August 6, 2019 by James Steele, Lawyer, Robertson Stromberg LLP
Canadian municipalities are among the prime targets for potential cyber attacks. That’s why it’s vital that they have adequate insurance protection. Only through cyber coverage can Canadian municipalities adequately recover their costs associated with such things as investigation, restoration of data, notification to those compromised, and payment of the actual ransom.
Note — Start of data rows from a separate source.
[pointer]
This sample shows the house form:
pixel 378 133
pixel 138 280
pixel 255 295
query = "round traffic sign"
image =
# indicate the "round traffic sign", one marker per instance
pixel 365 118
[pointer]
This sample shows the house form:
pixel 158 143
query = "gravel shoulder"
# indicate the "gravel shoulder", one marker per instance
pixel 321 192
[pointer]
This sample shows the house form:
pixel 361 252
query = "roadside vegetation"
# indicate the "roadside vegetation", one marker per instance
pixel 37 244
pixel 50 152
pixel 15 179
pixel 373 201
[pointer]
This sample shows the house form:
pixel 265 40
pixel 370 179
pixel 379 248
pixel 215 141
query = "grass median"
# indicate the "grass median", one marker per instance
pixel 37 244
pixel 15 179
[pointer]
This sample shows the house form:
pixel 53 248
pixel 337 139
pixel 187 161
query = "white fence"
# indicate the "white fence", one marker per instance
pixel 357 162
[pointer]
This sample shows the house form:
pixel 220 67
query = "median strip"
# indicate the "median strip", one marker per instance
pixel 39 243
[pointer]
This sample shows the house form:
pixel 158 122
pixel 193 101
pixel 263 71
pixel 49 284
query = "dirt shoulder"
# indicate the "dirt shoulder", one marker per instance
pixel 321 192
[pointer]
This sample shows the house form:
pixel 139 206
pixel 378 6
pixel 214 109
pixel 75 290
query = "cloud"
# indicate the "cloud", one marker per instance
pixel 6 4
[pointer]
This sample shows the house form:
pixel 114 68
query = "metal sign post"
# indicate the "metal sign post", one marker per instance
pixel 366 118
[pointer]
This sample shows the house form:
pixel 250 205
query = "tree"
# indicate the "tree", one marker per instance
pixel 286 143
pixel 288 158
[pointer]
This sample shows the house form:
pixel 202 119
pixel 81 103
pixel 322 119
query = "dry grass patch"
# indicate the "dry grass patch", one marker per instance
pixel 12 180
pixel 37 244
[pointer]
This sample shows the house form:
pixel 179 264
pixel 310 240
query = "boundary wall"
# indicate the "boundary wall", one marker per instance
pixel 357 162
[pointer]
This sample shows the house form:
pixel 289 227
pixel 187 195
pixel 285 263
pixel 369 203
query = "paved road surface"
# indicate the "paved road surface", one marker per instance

Ransomware is a common type of municipal cyberattack. A network is infected with malware, encrypting data on the systems. This “locked” information can only be retrieved with an encryption key, which is released only after the payment of a ransom. Payment is usually demanded in bitcoin or some other form of cryptocurrency.
Municipalities shouldn’t assume that their existing insurance is enough. For instance, general liability policies often do not cover damage to electronic data. Some property policies may limit coverage to loss of use of tangible property resulting from a physical peril.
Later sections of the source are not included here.